Tourist Trail: To see the would-be fruits of what Howard was trying to sow, you can pop down to Docklands itself, which isn't an Olympic site, but is instead a major business center. It's also home to Canary Wharf, until recently London's tallest building. You can also see where his boat was moored, in St. Katharine's Docks, near Tower Bridge.

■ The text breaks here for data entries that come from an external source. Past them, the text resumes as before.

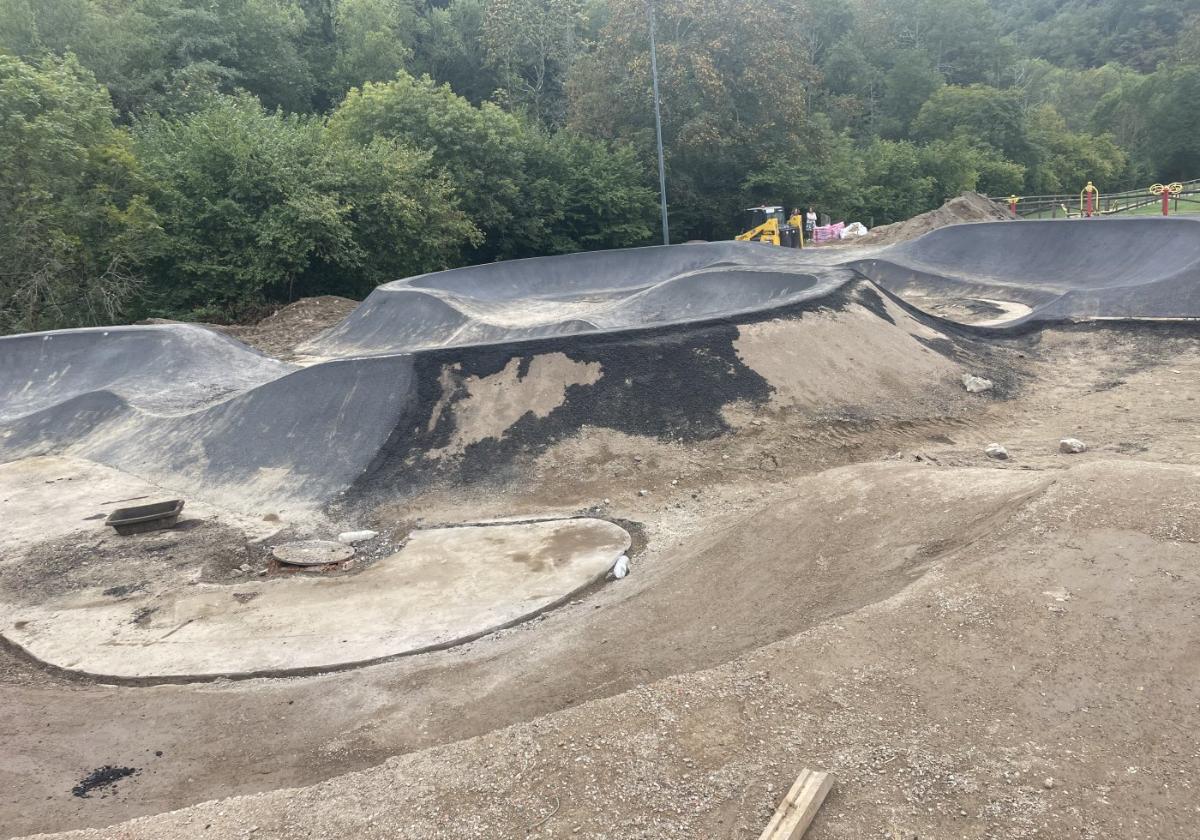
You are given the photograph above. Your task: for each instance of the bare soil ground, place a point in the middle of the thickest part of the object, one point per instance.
(287, 328)
(970, 207)
(976, 648)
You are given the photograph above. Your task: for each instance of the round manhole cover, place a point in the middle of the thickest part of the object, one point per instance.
(312, 552)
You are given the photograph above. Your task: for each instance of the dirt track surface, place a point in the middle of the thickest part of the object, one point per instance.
(942, 631)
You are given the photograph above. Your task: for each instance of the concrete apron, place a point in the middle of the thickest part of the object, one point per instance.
(447, 586)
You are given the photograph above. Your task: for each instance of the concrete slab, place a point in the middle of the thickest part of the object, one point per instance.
(49, 497)
(447, 586)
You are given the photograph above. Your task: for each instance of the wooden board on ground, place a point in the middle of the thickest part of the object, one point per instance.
(799, 807)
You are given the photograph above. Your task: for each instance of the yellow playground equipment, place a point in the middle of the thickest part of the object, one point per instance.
(771, 225)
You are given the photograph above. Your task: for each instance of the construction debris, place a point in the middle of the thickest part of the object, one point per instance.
(799, 807)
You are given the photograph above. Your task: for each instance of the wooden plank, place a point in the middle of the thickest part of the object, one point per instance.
(799, 807)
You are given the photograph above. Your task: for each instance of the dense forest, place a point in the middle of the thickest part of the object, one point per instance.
(209, 159)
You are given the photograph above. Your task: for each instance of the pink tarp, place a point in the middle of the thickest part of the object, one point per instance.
(828, 233)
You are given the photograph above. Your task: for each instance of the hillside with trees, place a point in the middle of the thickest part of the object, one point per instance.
(210, 159)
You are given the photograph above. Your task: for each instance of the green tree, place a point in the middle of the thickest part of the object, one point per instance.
(531, 45)
(262, 207)
(449, 49)
(373, 41)
(76, 225)
(733, 85)
(979, 113)
(514, 181)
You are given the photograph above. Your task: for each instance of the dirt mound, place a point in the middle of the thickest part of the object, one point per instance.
(281, 333)
(970, 207)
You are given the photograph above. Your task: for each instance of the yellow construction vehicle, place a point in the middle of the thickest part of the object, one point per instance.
(771, 225)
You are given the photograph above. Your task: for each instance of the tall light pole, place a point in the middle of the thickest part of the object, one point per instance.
(658, 129)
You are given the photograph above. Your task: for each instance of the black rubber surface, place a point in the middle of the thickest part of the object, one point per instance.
(196, 409)
(1065, 270)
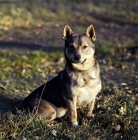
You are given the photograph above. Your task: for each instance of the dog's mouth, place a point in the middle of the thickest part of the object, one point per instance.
(78, 61)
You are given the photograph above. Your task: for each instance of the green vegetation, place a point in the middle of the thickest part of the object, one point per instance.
(23, 68)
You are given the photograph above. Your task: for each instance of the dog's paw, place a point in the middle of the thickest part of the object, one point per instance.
(90, 115)
(75, 124)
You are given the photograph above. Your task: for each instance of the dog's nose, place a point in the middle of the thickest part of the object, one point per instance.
(77, 57)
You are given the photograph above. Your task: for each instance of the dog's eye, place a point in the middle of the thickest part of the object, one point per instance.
(84, 47)
(71, 47)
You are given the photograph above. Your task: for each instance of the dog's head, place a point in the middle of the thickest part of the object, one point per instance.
(79, 48)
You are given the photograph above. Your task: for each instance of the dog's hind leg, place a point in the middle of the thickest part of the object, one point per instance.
(46, 110)
(90, 108)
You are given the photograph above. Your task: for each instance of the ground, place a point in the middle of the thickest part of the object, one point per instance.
(31, 52)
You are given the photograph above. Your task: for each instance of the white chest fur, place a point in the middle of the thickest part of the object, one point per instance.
(86, 88)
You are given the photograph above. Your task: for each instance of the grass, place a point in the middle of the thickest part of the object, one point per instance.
(24, 67)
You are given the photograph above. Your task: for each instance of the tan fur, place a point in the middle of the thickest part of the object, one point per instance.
(76, 86)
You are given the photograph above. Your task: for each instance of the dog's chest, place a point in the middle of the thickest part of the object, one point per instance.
(86, 88)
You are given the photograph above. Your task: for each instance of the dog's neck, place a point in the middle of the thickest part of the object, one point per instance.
(83, 68)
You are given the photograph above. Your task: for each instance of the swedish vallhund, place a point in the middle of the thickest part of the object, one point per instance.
(75, 86)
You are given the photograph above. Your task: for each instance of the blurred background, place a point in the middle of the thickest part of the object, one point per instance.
(41, 22)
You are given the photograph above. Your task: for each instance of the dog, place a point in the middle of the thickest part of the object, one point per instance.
(75, 86)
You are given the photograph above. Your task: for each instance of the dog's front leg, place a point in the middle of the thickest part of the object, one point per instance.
(72, 111)
(90, 108)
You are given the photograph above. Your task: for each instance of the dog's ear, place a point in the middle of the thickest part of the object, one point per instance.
(67, 32)
(90, 32)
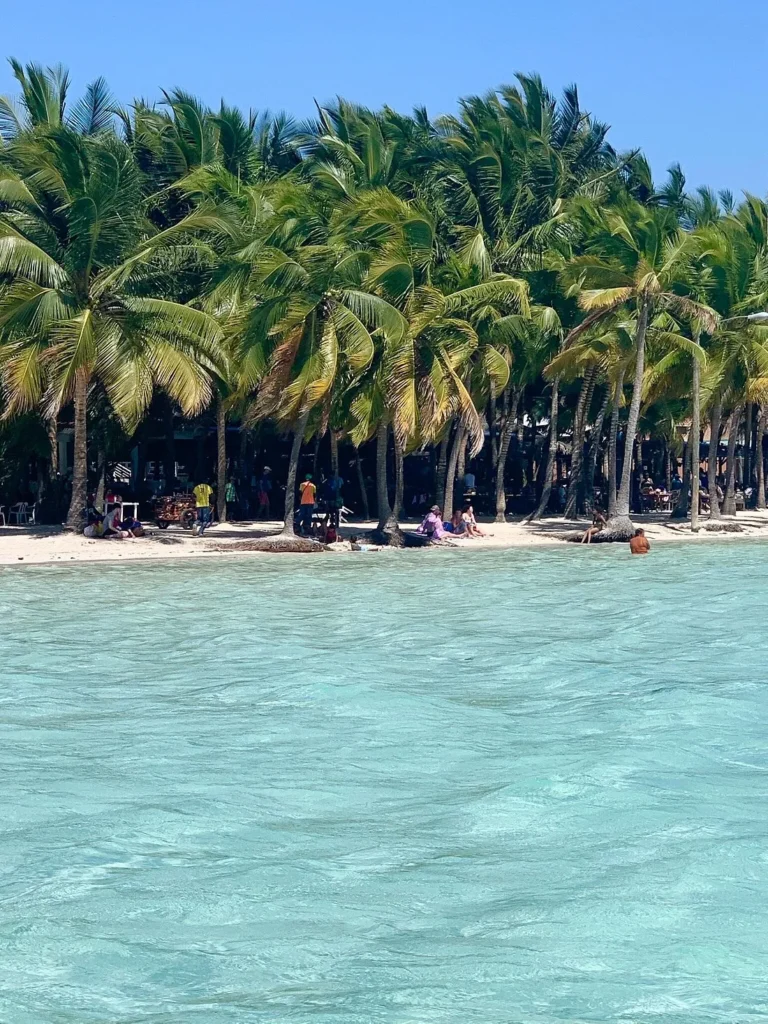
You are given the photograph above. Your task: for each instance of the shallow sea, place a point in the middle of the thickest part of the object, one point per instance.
(503, 787)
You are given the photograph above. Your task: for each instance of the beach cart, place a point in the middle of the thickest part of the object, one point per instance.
(175, 508)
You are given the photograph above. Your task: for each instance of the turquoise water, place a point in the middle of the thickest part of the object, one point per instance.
(442, 786)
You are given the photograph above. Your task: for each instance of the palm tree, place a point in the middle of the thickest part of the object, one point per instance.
(637, 256)
(73, 243)
(311, 326)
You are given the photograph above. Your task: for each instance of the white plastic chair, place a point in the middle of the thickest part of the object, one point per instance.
(24, 513)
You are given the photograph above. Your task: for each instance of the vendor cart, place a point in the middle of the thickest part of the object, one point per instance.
(175, 508)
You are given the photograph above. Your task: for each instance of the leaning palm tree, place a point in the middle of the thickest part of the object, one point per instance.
(312, 315)
(73, 246)
(639, 257)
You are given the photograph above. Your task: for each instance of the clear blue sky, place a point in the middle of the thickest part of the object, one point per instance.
(683, 79)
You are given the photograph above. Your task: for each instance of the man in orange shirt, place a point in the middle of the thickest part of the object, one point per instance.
(639, 544)
(307, 491)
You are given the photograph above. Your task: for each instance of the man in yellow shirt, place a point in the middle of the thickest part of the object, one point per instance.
(203, 494)
(307, 491)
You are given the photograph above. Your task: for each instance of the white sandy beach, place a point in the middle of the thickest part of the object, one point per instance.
(38, 545)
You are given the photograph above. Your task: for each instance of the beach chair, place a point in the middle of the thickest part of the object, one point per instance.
(24, 513)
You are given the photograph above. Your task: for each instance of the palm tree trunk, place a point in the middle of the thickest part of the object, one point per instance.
(439, 491)
(762, 420)
(52, 429)
(101, 472)
(220, 461)
(612, 439)
(749, 461)
(577, 451)
(681, 509)
(293, 465)
(623, 498)
(388, 530)
(361, 484)
(399, 480)
(712, 463)
(80, 462)
(695, 434)
(551, 454)
(384, 509)
(461, 466)
(504, 441)
(459, 436)
(492, 423)
(595, 437)
(734, 424)
(169, 449)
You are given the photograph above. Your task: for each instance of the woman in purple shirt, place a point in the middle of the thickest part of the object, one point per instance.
(432, 525)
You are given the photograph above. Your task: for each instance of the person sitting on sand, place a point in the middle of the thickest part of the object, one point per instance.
(468, 517)
(132, 526)
(458, 523)
(432, 525)
(598, 522)
(639, 544)
(114, 525)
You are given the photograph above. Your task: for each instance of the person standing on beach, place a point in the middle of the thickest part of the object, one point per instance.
(639, 544)
(203, 494)
(230, 497)
(306, 507)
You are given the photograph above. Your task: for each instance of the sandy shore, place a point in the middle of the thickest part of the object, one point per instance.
(37, 545)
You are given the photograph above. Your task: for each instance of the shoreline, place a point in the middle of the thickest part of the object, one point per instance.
(51, 545)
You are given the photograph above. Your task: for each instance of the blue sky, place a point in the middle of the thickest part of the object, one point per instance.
(683, 80)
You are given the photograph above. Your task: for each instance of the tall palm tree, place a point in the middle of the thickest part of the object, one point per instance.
(636, 256)
(73, 243)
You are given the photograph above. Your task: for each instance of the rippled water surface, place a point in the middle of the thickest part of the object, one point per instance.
(504, 787)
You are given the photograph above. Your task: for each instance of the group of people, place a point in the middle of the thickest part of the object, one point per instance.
(110, 525)
(332, 499)
(462, 524)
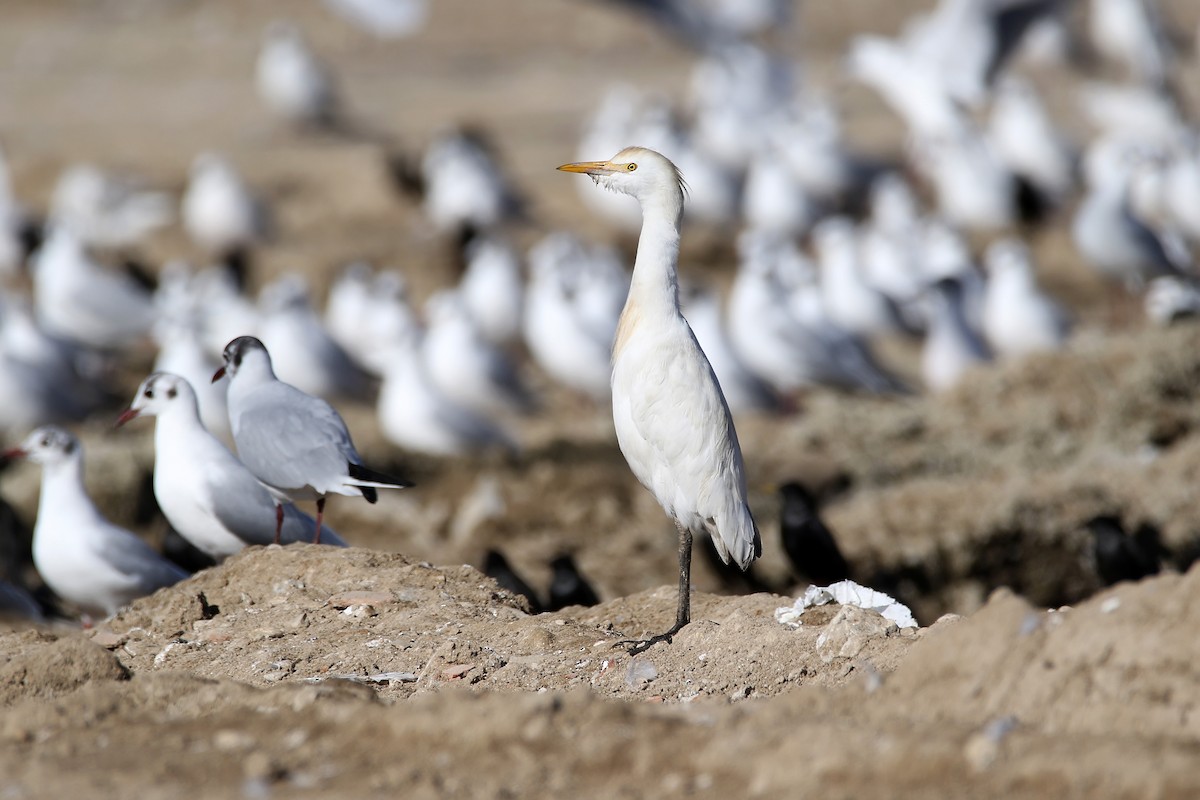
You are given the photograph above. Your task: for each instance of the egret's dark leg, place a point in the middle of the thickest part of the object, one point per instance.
(683, 611)
(321, 513)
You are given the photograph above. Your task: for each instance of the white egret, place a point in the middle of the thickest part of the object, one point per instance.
(83, 557)
(672, 422)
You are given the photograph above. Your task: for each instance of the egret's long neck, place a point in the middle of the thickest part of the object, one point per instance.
(655, 274)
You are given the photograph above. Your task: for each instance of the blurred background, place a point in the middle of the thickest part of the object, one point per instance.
(945, 253)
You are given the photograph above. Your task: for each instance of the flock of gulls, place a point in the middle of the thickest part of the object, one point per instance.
(835, 251)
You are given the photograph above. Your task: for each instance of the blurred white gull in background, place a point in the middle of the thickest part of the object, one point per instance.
(1018, 318)
(850, 301)
(1024, 137)
(975, 188)
(891, 247)
(1110, 236)
(786, 349)
(383, 18)
(79, 300)
(40, 379)
(13, 223)
(417, 416)
(369, 311)
(773, 198)
(967, 42)
(744, 391)
(207, 494)
(573, 304)
(493, 289)
(465, 187)
(183, 352)
(1170, 299)
(292, 82)
(108, 210)
(952, 344)
(81, 555)
(467, 367)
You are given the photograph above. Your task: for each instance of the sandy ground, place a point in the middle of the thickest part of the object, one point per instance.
(394, 669)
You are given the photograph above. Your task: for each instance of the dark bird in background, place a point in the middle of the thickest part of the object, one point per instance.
(181, 552)
(808, 542)
(569, 587)
(1121, 557)
(731, 576)
(498, 569)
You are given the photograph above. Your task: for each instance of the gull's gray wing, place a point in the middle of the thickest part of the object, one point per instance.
(292, 440)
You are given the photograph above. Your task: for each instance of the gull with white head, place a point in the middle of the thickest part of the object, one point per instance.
(672, 422)
(207, 494)
(83, 557)
(292, 80)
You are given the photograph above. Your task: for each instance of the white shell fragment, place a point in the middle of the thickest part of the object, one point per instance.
(846, 593)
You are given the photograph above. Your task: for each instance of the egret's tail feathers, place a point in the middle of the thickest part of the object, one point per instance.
(738, 540)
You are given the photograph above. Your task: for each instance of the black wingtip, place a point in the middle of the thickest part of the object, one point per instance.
(360, 473)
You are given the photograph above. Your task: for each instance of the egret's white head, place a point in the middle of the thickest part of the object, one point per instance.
(47, 445)
(244, 350)
(637, 172)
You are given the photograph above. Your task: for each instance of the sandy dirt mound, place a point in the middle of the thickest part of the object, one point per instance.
(348, 673)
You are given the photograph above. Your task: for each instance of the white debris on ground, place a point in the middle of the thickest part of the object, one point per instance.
(846, 593)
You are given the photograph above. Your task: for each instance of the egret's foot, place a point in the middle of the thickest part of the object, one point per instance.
(637, 647)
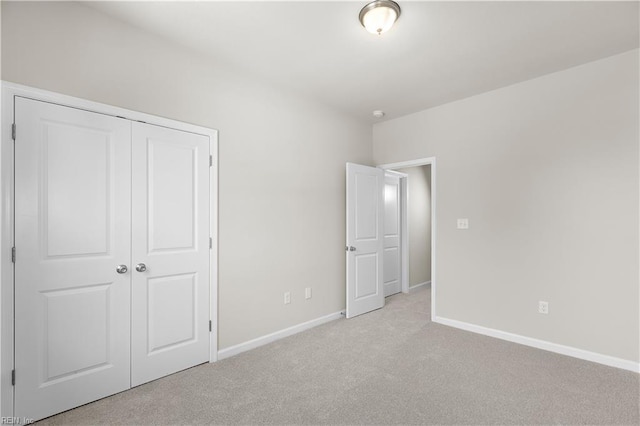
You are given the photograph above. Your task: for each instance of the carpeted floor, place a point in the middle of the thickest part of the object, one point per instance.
(391, 366)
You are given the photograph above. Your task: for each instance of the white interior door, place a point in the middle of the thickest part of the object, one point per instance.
(72, 227)
(170, 222)
(392, 231)
(365, 203)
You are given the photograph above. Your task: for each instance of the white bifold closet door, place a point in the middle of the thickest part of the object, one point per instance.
(365, 235)
(85, 327)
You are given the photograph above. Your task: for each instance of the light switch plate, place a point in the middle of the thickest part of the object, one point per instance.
(463, 223)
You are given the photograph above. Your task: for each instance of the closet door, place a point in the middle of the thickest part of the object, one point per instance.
(72, 230)
(170, 251)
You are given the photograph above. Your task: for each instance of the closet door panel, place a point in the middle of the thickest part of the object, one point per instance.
(170, 244)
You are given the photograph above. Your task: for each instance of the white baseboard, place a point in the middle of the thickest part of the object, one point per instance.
(542, 344)
(414, 287)
(272, 337)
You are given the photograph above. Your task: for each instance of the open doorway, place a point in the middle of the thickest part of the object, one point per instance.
(417, 233)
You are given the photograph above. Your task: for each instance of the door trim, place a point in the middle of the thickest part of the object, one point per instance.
(424, 162)
(9, 92)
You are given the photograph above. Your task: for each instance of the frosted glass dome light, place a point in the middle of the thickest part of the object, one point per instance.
(378, 16)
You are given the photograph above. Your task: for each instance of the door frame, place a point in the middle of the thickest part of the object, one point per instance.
(404, 229)
(413, 163)
(9, 91)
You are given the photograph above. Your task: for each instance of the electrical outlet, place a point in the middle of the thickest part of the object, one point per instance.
(543, 307)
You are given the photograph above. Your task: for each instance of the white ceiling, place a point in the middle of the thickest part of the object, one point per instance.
(436, 53)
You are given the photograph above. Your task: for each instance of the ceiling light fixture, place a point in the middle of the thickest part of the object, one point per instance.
(378, 16)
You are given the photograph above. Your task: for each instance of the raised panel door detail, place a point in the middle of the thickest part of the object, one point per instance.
(170, 235)
(77, 331)
(365, 211)
(173, 312)
(366, 207)
(391, 264)
(366, 275)
(76, 172)
(172, 203)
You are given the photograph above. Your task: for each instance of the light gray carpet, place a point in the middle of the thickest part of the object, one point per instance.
(391, 366)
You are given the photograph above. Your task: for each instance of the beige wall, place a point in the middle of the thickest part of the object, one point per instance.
(547, 173)
(419, 216)
(282, 157)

"An American Werewolf In London" (1981)
Most of the films here involve Londoners in London, but it's not surprising that the seminal tourists's-eye-view of the city comes from an American movie, from an American director. What might be more surprising is that it comes in the shape of a horror-comedy with John Landis' "An American Werewolf In London," probably still the finest example of the genre. The film doesn't start in London, but actually in the Yorkshire moores, where college students David (David Naughton) and Jack (Griffin Dunne) ignore the warning of locals to "beware the moon," and are attacked by a vicious creature. Jack is killed, but David survives, taken to London, and, as he falls in love with his beautiful nurse (Jenny Agutter), starts to have terrible visions and hallucinations, not least visits from a decaying, torn-up Jack, who warns him that he's been turned into a werewolf, and can only kill himself to break the curse. He is, as the title might give away, entirely correct, and the result is a bonafide classic that provides some big laughs without ever sacrificing drama or character integrity, leading to a film with shocks both broad and silly (the Nazi zombie dream) and genuinely unnerving (that still-stunning transformation sequence, the best ever put on screen). And Landis makes great use of the city, from a tense-as-anything stalking sequence in the Tottenham Court Road tube station, to David waking up at London Zoo after a spree. Best of all is the final carnage outside tourist hot-spot Piccadilly Circus, a gory, brilliantly orchestrated sequence in the center of the city that must have been an absolute nightmare to capture. Fortunately, it was entirely worth it...
Tourist Trail: London Zoo's always worth the trip (particularly with their occasional late nights), although you're unlikely to see a naked David Naughton while you're there. Otherwise, you can pop down to Piccadilly Circus to see the sight of David's last stand, although if there ever were any porno theaters there, they're long gone.